Remember that the initial idea is just where you start. You don’t need to put so much pressure on yourself to come up with that one completely unique premise that will make networks flock to your door clamoring to do your show, because that’s not going to ever be the case. You definitely don’t need to go out of your way to add inorganic elements like “oh it’s Just Shoot Me but the David Spade character is a ghost”.

Instead, you just need to take situations and setups that are familiar and relatable — weird family, dumb boss, starting over, growing up, being young and having friends, following your dreams, solving crimes, doing crimes — and create characters and a point of view that comes from your perspective, tone, experience, and comedic or dramatic voice.

This is not about having permission to be lazy and not examine your ideas. It’s about not stopping yourself from even exploring them if they’re not something that literally nobody has ever seen before in any form ever. That just isn’t the bar.

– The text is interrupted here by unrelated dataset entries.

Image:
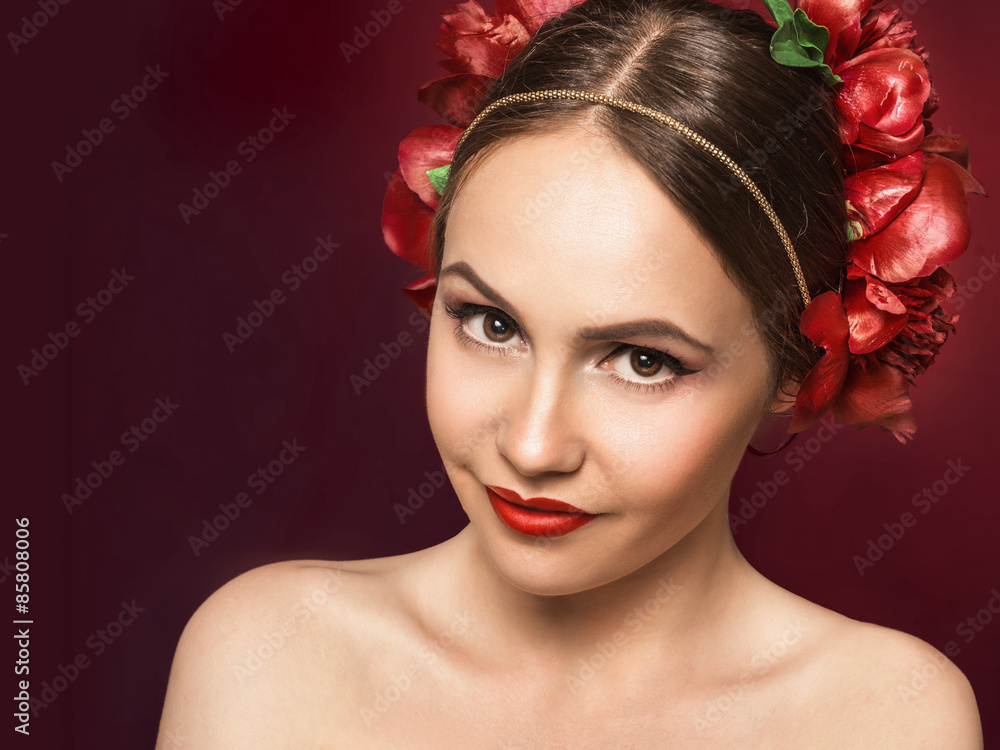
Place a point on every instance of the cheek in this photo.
(461, 415)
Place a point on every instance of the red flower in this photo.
(842, 18)
(479, 47)
(861, 390)
(881, 101)
(926, 228)
(410, 198)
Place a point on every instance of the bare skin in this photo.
(644, 628)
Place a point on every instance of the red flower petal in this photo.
(427, 147)
(876, 394)
(824, 322)
(876, 196)
(884, 89)
(406, 223)
(891, 146)
(931, 231)
(487, 49)
(885, 28)
(465, 18)
(421, 292)
(875, 314)
(456, 98)
(956, 149)
(533, 13)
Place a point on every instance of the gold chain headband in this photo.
(683, 130)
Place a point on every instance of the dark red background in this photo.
(325, 175)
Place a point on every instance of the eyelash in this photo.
(468, 309)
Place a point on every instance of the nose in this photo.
(540, 433)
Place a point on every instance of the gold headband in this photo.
(683, 130)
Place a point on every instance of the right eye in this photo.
(483, 328)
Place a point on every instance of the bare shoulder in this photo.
(924, 700)
(245, 655)
(895, 690)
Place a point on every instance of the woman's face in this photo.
(586, 346)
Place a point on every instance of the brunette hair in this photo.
(710, 68)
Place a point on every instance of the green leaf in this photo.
(798, 42)
(439, 177)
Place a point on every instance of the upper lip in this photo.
(536, 503)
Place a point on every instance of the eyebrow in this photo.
(647, 327)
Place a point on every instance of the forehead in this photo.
(566, 218)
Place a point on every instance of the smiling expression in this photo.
(586, 346)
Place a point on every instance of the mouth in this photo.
(536, 516)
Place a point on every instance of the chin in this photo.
(552, 567)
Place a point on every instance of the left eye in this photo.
(646, 364)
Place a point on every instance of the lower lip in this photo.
(530, 522)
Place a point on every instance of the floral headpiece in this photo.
(906, 190)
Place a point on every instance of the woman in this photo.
(614, 315)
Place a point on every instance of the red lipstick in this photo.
(536, 516)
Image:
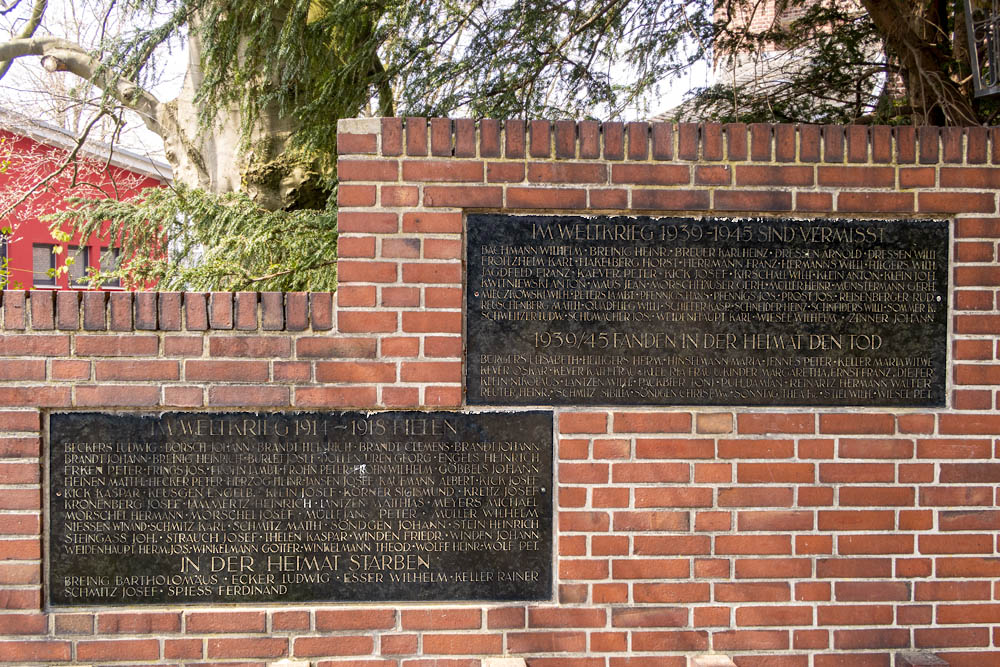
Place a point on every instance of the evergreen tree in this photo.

Create what you would find interesting and new and fresh in that world. Combine ideas in new ways to create the new thing that has its roots in soil that has already been proven fertile. That’s what we haven’t seen before and what makes the story interesting — the stuff that comes from you.

And, I mean, If you do have some great unique original totally new idea then fuck, dude, good for you. Just like, don’t wait for that perfect idea to come to start writing is all I’m saying.